For the WHO, the so-called drug-resistant tuberculosis has unleashed a public health crisis and already represents a threat to health security (what’s more, it classifies M. tuberculosis as a critical priority bacteria).
Regarding conditions caused by Stahaphylococcus aureusare acquired more frequently by people with a compromised or weakened immune system (because this bacteria has also developed resistance to conventional antibiotics, the WHO considers it a high priority).
Now, Hernández Pando is testing different types of nanoparticles to better stabilize and protect the two new antibiotics and, in this way, introduce them into the body. Furthermore, both molecules already have a patent in Mexico and South Africa.
“What follows is to carry out the clinical trials; however, these involve great expense. Hopefully a Mexican pharmaceutical company will help us to carry them out and mass produce the two new antibiotics,” concludes Possani Postay.
Spicy, but… benign
Pseudomonas aeruginosa It is an opportunistic bacteria that causes havoc in patients admitted to hospitals and in people with weakened immune systems, that is, with cystic fibrosis, burns, chronic obstructive pulmonary disease (COPD), cancer, acquired immunodeficiency syndrome (AIDS)…
Infections caused by this bacteria (pneumonia, sepsis, and urinary tract, ear, eye, skin, and wound infections) can be very serious and potentially fatal.

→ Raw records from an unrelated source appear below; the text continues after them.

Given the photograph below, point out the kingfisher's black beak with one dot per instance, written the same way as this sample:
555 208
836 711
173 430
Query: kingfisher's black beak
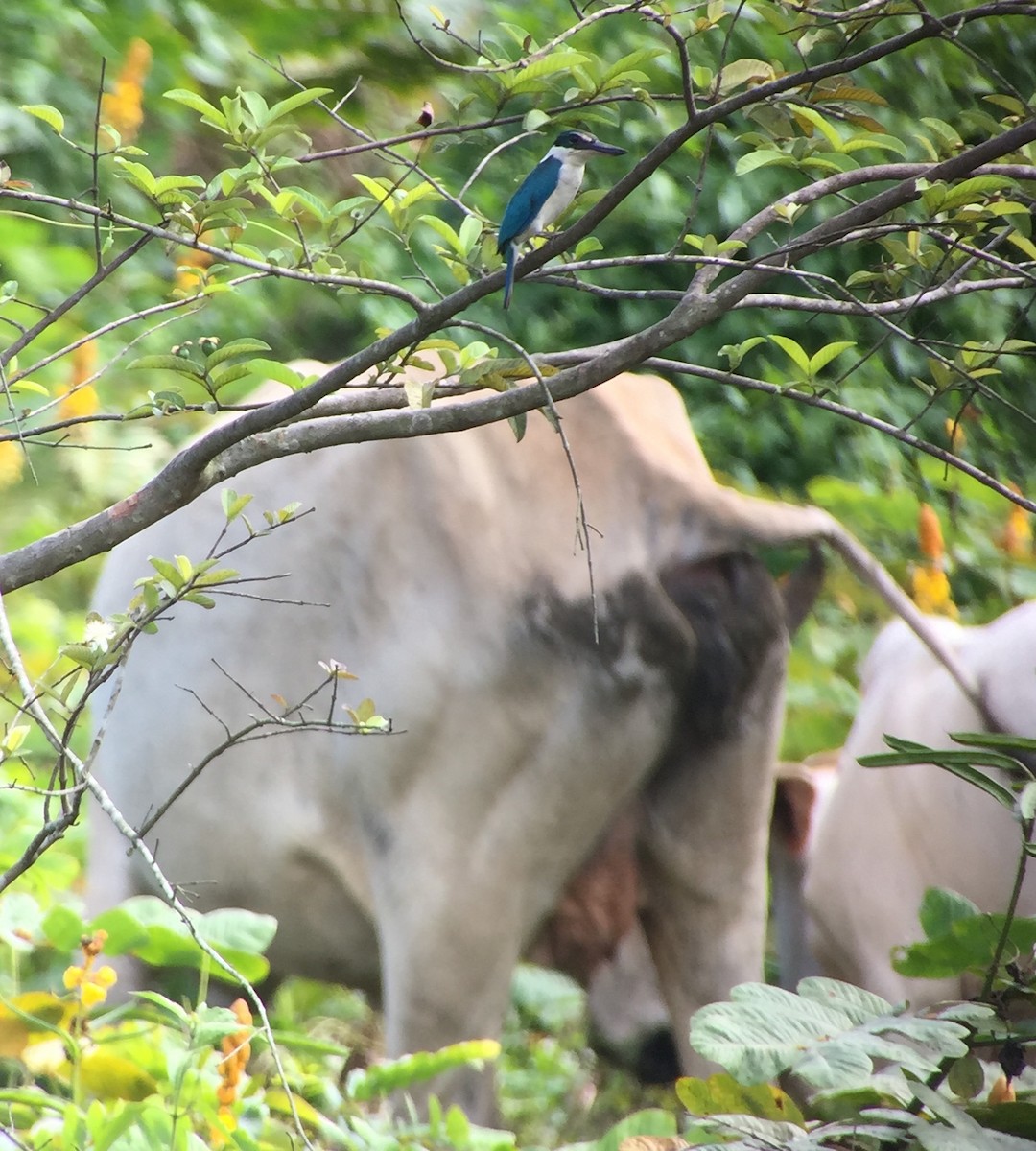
607 149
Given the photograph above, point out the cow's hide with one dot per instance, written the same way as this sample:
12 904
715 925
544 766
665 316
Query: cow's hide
444 573
886 834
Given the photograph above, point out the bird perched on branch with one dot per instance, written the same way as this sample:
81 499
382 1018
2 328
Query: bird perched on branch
545 194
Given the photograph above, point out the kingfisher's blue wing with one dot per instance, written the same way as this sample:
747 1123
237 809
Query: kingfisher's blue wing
532 195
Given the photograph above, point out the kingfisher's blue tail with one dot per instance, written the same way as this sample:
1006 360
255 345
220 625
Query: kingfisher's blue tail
509 279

Because Pseudomonas aeruginosa has developed resistance to conventional antibiotics, the World Health Organization considers it a high priority bacteria.

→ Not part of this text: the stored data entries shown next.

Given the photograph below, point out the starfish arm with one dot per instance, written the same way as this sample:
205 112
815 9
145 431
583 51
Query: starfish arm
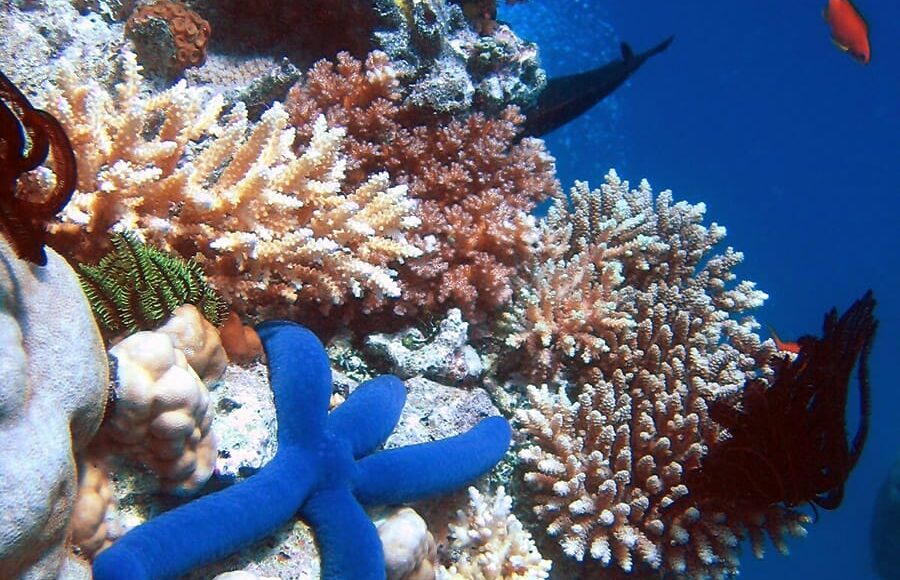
300 377
349 546
211 527
369 414
417 471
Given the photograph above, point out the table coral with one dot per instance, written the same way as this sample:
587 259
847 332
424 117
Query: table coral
324 470
28 136
643 327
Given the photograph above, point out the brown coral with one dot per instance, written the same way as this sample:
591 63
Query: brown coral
27 136
475 184
183 32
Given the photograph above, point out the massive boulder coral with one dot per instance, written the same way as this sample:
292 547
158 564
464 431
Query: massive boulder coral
270 227
53 387
634 321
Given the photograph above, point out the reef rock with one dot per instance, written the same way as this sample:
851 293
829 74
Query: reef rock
53 385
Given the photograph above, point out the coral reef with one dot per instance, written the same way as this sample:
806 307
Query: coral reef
53 390
28 136
636 365
199 340
450 68
135 286
162 413
239 340
168 37
324 468
475 185
488 542
269 227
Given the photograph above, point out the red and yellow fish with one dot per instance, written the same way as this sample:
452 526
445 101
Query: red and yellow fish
849 30
783 345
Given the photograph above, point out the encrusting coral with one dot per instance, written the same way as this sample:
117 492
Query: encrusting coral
269 227
409 548
168 36
324 470
488 542
27 137
53 392
635 366
475 185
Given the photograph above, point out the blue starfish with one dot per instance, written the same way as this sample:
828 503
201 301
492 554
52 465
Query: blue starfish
324 470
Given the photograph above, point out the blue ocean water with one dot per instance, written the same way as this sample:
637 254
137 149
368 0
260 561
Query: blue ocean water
794 146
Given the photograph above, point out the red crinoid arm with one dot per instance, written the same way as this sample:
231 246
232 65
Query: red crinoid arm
27 136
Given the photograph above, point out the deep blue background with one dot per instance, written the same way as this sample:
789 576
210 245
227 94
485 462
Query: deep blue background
794 147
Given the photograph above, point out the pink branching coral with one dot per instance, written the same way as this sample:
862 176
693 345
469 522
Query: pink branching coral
474 184
633 318
276 231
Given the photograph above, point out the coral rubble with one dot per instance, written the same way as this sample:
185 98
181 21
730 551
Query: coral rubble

Fortunately, a group of researchers from the Department of Molecular Medicine and Bioprocesses of the Institute of Biotechnology, Morelos campus, UNAM, led by Gerardo Corzo Burguete – in collaboration with Georgina Estrada Tapia, from the Yucatán Scientific Research Center (CICY) – discovered, in the habanero chile (Capsicum chinense Jacq.), a peptide called defensin J1-1, from which he invented a biotechnological process to obtain a new antibiotic, XisHar J1-1, very effective against Pseudomonas aeruginosa (It could also be against fungi).
First, a genetically modified bacteria is obtained that generates defensin J1-1, then this bacteria is grown in submerged fermentation, a technique used in industry to produce compounds in large quantities, and finally defensin J1-1 is extracted and purified.
“In our tests we do not use a strain of Pseudomonas aeruginosa resistant to conventional antibiotics and extracted from patients, but one that is used to characterize antimicrobial peptides… Furthermore, defensin J1-1 and some variants of it, all produced synthetically, already have a Mexican patent,” says Estrada Tapia.
The challenges
The next step is to test the antibiotic XisHar J1-1 now on a strain of Pseudomonas aeruginosa resistant to conventional antibiotics and extracted from patients.
“If we are successful in this, and I believe we will be because both strains, although different, are of the same species, preclinical trials would come in an authorized laboratory; and then, clinical trials with patients,” says Iván Arenas Sosa, a member of Corzo Burguete’s team at the UNAM Institute of Biotechnology.
There are still other challenges for researchers, because defensin J1-1 and its variants may be susceptible to degradation in different organisms.
“That is why it is very important to continue investigating which is the most appropriate form of this molecule to carry out preclinical trials,” says Estrada Tapia.
In Arenas Sosa’s opinion, with this molecule, formulations could also be made to treat some skin wounds infected with Pseudomonas aeruginosa and other bacteria.
“We still have a long way to go. We hope that the technological transfer of defensin J1-1 will be carried out soon,” he adds.
“The problem of antibiotic-resistant bacteria has increased in recent years and will continue to do so in the future. Hence, it is essential to support research projects focused on the discovery of new molecules or the application of new useful treatments to combat antimicrobial resistance,” he concludes.